Burt Monroe is Liberal Arts Professor of Political Science, Social Data Analytics, and Informatics at Pennsylvania State University, where he also serves as Director of Penn State’s Center for Social Data Analytics (C-SoDA) and Head of the Program in Social Data Analytics (SoDA). His research is in comparative politics, examining political communication and the impact of electoral and legislative institutions on political behavior and outcomes, and methodology, especially “text-as-data” and other data-intensive and computationally-intensive settings at the intersection of data science and social science. His research has been published in the American Political Science Review, American Journal of Political Science, Political Analysis, and elsewhere. Prior to joining the Department of Political Science at Penn State, he was a faculty member at Indiana University and Michigan State University, and a postdoctoral researcher at Harvard University.
This course explores the application of state-of-the-art developments in the field of Natural Language Processing (NLP) for social scientific text-as-data problems.
We will start with an overview of typical objectives in NLP, as a scientific field and as an area of data science practice, and compare these with the typical goals (often measurement) of text-as-data research in social science. Throughout the course, we will focus on connecting ideas and tools from NLP to familiar document classification tasks like sentiment analysis and familiar unsupervised learning tasks like scaling and topic modeling.
We will then turn to a discussion of different ways of representing text beyond the “bag of words.” We will first discuss the use of NLP end products for extracting other textual features, like parts of speech or named entities. We will begin to explore how “language models” are developed in NLP to account for context, sequence, and syntax in these tasks.
Next we will get our first introduction to representing text with word embeddings, and closely related ideas. Applications of word embeddings and similar have exploded in recent years. We will discuss ways of interpreting word embeddings and how they are being applied in social science. We will discuss both the use of “pretrained” embeddings and estimation of your own embeddings.
We will then move into the topic that will occupy most of our attention in this class: neural networks and deep learning in NLP. This is a vast, complicated, subject and the knowledge frontier is expanding at an amazing pace. I will aim to give you intuition for core concepts and practical advice sufficient for you to begin developing and using your own deep learning models for tasks like document classification, and for you to engage with the rapidly changing state of the art going forward. We will begin with feedforward networks, and then we will focus on two classes of deep learning models that have been particularly successful in NLP: recurrent neural nets and transformers. In particular, we will focus on pretrained models like ELMo and BERT that can be used for transfer learning. Transfer learning allows us to leverage models trained on massive amounts of text and, for example, build a classifier for our own datasets using much less training data than would have been conventionally required.
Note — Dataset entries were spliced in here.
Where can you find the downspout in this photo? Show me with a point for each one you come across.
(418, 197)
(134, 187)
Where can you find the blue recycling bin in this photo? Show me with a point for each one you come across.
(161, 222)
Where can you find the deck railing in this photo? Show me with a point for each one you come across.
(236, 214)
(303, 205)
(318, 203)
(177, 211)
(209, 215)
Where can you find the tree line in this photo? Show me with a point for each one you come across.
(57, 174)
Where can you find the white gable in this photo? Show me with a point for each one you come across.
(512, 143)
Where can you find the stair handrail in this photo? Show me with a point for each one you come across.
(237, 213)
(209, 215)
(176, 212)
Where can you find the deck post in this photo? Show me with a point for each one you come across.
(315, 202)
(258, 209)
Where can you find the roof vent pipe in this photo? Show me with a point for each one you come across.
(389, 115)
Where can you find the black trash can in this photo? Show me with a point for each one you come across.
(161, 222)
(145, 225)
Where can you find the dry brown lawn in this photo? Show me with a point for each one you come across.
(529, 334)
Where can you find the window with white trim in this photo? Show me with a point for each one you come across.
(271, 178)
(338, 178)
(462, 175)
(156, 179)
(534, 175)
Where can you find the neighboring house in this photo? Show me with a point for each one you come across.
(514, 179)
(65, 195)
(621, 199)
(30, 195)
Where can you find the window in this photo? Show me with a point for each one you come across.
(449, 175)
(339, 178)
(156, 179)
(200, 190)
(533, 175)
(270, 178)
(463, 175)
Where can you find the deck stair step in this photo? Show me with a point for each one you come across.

In the final sessions, we will look at two social scientific application areas for NLP techniques: multilingual text analysis and political event data – and the last day will be reserved for other topics according to student interest.
Most days will be split into roughly 2 hours of lecture and 1.5 hours of computing tutorials. Where possible, computing examples will be demonstrated in both Python and R. Students should be aware that some modern NLP models are extremely computationally intensive, requiring GPUs and/or hours/days for realistic examples to be completed. In these cases, tutorials will be limited to “toy examples” or will be demonstrated only partially live in class (like a cooking show that doesn’t make you wait two hours while something bakes in the oven).
Students will gain an understanding of important concepts and tools arising from contemporary NLP and how they can be applied in social science text-as-data research. These tools can improve familiar text-as-data document classification tasks like sentiment analysis and familiar unsupervised learning tasks like scaling and topic modeling, as well as applications that require more language-aware models, like multilingual text analysis or creation of political event data.
Participants are assumed to have completed a course in text-as-data / quantitative text analysis covering basic text processing, supervised learning (e.g., classification), and unsupervised learning (e.g., scaling, topic modeling), such as 1B. Some facility with Python and/or R is assumed.